At Tatswib (“Ash Shalaatu Khoirum Minan Naum”)


📚 Pelajaran Fiqih

📖

Dalilnya adalah hadis Abu Mahdzurah, ia berkata, “Wahai Rasulullah, ajarkanlah kepadaku sunnah adzan.” Kemudian beliau menyebutkannya. Hingga beliau bersabda setelah ucapan “hayya ‘alal falah.” ,
« ﻓﺈﻥ ﻛﺎﻥ ﺻﻼﺓ ﺍﻟﺼﺒﺢ ﻗﻠﺖ : ﺍﻟﺼﻼﺓ ﺧﻴﺮ ﻣﻦ ﺍﻟﻨﻮﻡ ﺍﻟﺼﻼﺓ ﺧﻴﺮ ﻣﻦ ﺍﻟﻨﻮﻡ ﺍﻟﻠﻪ ﺃﻛﺒﺮ ﺍﻟﻠﻪ ﺃﻛﺒﺮ ﻻ ﺇﻟﻪ ﺇﻻ ﺍﻟﻠﻪ »
“Pada shalat shubuh, engkau mengucapkan, “Ash-Shalatu khairum minan naum, ash-shalatu khairum minan naum, Allahu akbar, Allahu akbar.” [Hr. Abu Dawud]

Diriwayatkan dari Bilal, ia berkata:
‏« ﺃﻣﺮﻧﻲ ﺭﺳﻮﻝ ﺍﻟﻠﻪ ﺻﻠﻰ ﺍﻟﻠﻪ ﻋﻠﻴﻪ ﻭﺳﻠﻢ ﺃﻥ ﺃﺛﻮﺏ ﻓﻲ ﺍﻟﻔﺠﺮ ﻭﻧﻬﺎﻧﻲ ﺃﻥ ﺃﺛﻮﺏ ﻓﻲ ﺍﻟﻌﺸﺎﺀ ‏»
“Rasulullah Shallallahu ‘alaihi wa sallam memerintahkanku untuk melakukan tatswib pada shalat fajar dan melarangnya pada shalat isya.” [Hr. Ibnu Majjah]

An-Nawawi berkata dalam Syarahnya, “Adapun tatswib, yang shahih padanya ada dua riwayat; yang shahih yang disebutkan oleh pengarang dan jumhur bahwa ia sunnah dengan dasar hadis Abu Mahdzurah.
Dari Anas bin Malik berkata, “Bagian dari sunnah adalah seorang muadzin berkata pada adzan fajar, “hayya ‘alal falah” kemudian berkata, “ash-shalatu khairum minan naum” ,Allahu akbar, Allahu akbar.” Diriwayatkan oleh Ibnu Khuzaimah dalam shahihnya, Ad-Daruquthny, Al Baihaqy. Al baihaqy berkata, “sanadnya shahih”
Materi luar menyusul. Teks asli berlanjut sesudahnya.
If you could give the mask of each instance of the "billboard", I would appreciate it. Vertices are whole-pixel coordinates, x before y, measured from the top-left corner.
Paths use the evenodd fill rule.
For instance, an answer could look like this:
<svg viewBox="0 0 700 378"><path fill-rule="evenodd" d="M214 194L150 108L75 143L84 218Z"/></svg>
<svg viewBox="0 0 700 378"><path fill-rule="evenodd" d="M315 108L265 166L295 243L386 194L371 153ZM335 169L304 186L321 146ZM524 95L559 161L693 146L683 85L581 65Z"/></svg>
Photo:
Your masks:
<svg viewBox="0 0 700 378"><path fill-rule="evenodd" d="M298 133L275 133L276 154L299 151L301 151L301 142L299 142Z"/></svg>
At Tatswib artinya kembali, yakni mengingatkan kembali pentingnya shalat setelah Hayya 'alal Falah.
Dan yang kami maksud adalah ucapan yaitu judul di atas.
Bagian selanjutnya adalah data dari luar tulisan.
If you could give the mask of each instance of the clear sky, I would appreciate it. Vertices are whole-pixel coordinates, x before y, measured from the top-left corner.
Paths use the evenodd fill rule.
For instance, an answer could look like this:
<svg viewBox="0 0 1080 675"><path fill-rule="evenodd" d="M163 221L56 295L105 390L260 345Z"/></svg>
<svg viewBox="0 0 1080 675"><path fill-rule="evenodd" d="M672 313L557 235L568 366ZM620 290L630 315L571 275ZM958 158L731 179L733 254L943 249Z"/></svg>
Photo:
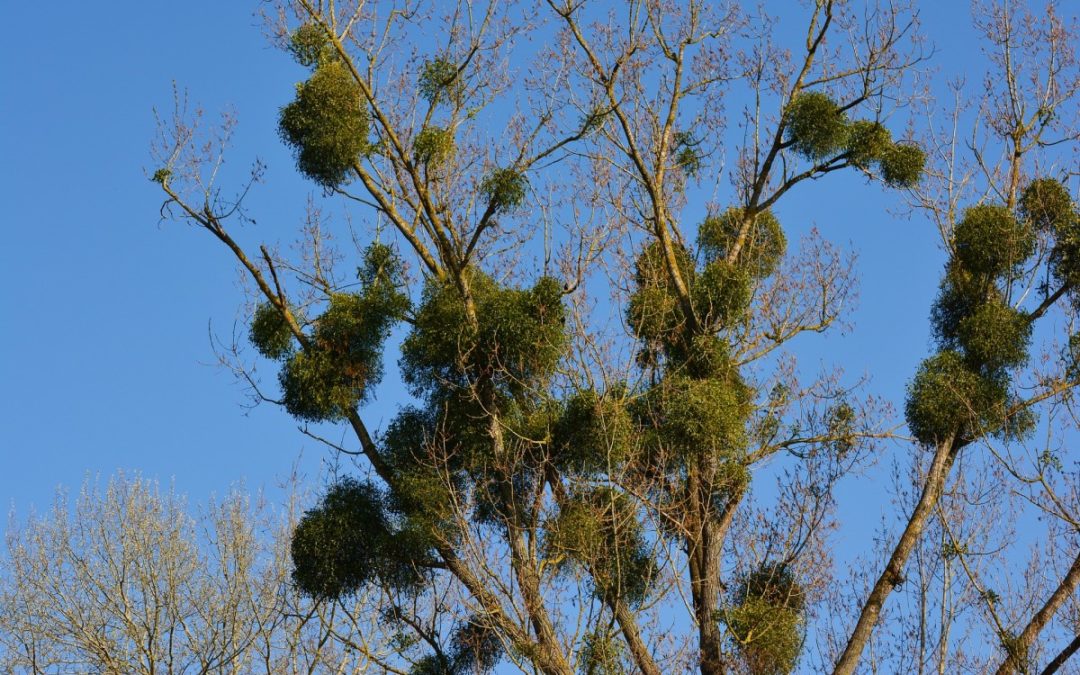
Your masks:
<svg viewBox="0 0 1080 675"><path fill-rule="evenodd" d="M252 15L259 5L5 3L5 505L25 513L46 505L60 483L119 468L175 478L201 500L241 480L273 484L301 454L314 476L328 458L282 411L245 410L241 387L213 365L208 327L227 336L243 318L236 266L205 233L159 222L160 193L145 173L153 168L152 109L169 111L174 80L209 114L232 106L240 127L231 168L243 173L257 156L270 169L250 203L259 224L239 236L249 246L288 244L317 190L296 175L277 139L278 108L302 71L268 45ZM978 60L966 2L927 1L923 20L937 48L932 66L959 74ZM981 71L970 75L977 83ZM873 373L874 390L902 408L904 383L929 348L926 317L942 258L934 228L895 218L890 204L861 178L829 177L785 197L779 215L795 230L816 225L826 238L850 242L860 256L853 331L809 336L804 358L839 360L853 377ZM392 416L394 398L384 394L367 408L373 426ZM871 488L870 501L859 489L845 492L861 509L889 508L880 489Z"/></svg>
At Tatswib dalam bahasa Arab berasal dari kata (ﺛﺎﺏ ) yang berarti kembali. Ada juga yang menyatakan dari kata (ﺛﻮﺏ ) , jika memberi isyarat dengan pakaiannya setelah selesai memberitahu orang lain.(Fathul Bari)
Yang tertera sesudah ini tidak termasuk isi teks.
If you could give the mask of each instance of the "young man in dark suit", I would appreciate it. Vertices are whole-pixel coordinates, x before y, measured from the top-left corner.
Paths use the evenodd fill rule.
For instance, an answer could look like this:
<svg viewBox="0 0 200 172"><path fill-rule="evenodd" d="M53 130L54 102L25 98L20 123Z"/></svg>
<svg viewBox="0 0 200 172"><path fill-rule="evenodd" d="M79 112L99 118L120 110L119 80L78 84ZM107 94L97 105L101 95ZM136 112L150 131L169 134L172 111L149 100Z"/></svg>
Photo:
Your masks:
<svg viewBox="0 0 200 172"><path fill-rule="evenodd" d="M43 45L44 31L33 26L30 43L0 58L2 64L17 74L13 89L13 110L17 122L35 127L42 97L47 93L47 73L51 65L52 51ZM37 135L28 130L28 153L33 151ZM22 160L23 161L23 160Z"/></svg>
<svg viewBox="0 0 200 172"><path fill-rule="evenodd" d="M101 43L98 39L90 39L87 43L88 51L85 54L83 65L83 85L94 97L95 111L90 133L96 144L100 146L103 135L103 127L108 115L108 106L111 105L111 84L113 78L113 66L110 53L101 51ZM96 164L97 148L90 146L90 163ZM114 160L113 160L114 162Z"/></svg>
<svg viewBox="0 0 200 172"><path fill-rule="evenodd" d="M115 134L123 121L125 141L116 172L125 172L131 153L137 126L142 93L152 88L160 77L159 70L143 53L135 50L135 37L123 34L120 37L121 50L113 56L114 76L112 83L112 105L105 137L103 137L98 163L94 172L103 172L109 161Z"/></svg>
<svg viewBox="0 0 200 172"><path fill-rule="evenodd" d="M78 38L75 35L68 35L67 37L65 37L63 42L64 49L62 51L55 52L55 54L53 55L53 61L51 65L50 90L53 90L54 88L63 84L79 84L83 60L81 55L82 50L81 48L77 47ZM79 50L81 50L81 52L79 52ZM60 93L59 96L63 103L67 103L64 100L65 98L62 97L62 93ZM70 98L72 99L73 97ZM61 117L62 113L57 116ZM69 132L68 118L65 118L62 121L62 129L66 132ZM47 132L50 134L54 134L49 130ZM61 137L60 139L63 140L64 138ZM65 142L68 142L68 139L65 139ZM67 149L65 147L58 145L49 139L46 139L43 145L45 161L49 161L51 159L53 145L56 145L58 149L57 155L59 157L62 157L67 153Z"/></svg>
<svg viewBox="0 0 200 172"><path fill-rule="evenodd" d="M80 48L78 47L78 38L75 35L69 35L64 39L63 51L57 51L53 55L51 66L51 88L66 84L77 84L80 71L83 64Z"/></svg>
Karena dalam penggunaan kata At Tatswib ini terdapat pada tiga perkara:
1. Ucapan muadzin pada shalat Subuh, yaitu ash shalatu khirum minan naum ( ﺍﻟﺼﻼﺓ ﺧﻴﺮ ﻣﻦ ﺍﻟﻨﻮﻡ ), isebagaimana yang difahami oleh banyak orang. Demikianlah disampaikan Imam Al Khathaabi, bahwa orang umum tidak mengenal At Tatswib, kecuali ucapan muadzin ﺍﻟﺼﻼﺓ ﺧﻴﺮ ﻣﻦ ﺍﻟﻨﻮﻡ .
2. Iqamat, berdasarkan hadits Rasulullah Rasulullah Shallallahu ‘alaihi wa sallam
ﺃَﻥَّ ﺭَﺳُﻮﻝَ ﺍﻟﻠﻪِ ﺻَﻠَّﻰ ﺍﻟﻠﻪُ ﻋَﻠَﻴْﻪِ ﻭَﺳَﻠَّﻢَ ﻗَﺎﻝَ ﺇِﺫَﺍ ﻧُﻮﺩِﻱَ ﻟِﻠﺼَّﻼَﺓِ ﺃَﺩْﺑَﺮَ ﺍﻟﺸَّﻴْﻄَﺎﻥُ ﻭَﻟَﻪُ ﺿُﺮَﺍﻁٌ ﺣَﺘَّﻰ ﻻَ ﻳَﺴْﻤَﻊَ ﺍﻟﺘَّﺄْﺫِﻳﻦَ ﻓَﺈِﺫَﺍ ﻗَﻀَﻰ ﺍﻟﻨِّﺪَﺍﺀَ ﺃَﻗْﺒَﻞَ ﺣَﺘَّﻰ ﺇِﺫَﺍ ﺛُﻮِّﺏَ ﺑِﺎﻟﺼَّﻼَﺓِ ﺃَﺩْﺑَﺮَ ﺣَﺘَّﻰ ﺇِﺫَﺍ ﻗَﻀَﻰ ﺍﻟﺘَّﺜْﻮِﻳﺐَ ﺃَﻗْﺒَﻞَ ﺣَﺘَّﻰ ﻳَﺨْﻄِﺮَ ﺑَﻴْﻦَ ﺍﻟْﻤَﺮْﺀِ ﻭَﻧَﻔْﺴِﻪِ ﻳَﻘُﻮﻝُ ﺍﺫْﻛُﺮْ ﻛَﺬَﺍ ﺍﺫْﻛُﺮْ ﻛَﺬَﺍ ﻟِﻤَﺎ ﻟَﻢْ ﻳَﻜُﻦْ ﻳَﺬْﻛُﺮُ ﺣَﺘَّﻰ ﻳَﻈَﻞَّ ﺍﻟﺮَّﺟُﻞُ ﻻَ ﻳَﺪْﺭِﻱ ﻛَﻢْ ﺻَﻠَّﻰ
“Sesungguhnya Rasulullah Shallallahu ‘alaihi wa sallam bersabda,”Jika dikumandangkan adzan untuk shalat, maka setan lari dan ia memiliki suara kentut sampai ia tidak mendengar adzan. Jika selesai adzan, maka ia datang kembali, sampai jika diiqamatkan untuk shalat, maka ia akan lari lagi sehingga selesai At Tatswib (iqamat), maka ia datang kembali sehingga membisikkan (mengganggu) antara seseorang dengan hatinya; setan berkata,”Ingatlah ini dan itu,” untuk sesuatu yang belum pernah ia ingat sebelumnya, sehingga seseorang itu berada dalam keadan tidak tahu jumlah rakaat shalatnya.”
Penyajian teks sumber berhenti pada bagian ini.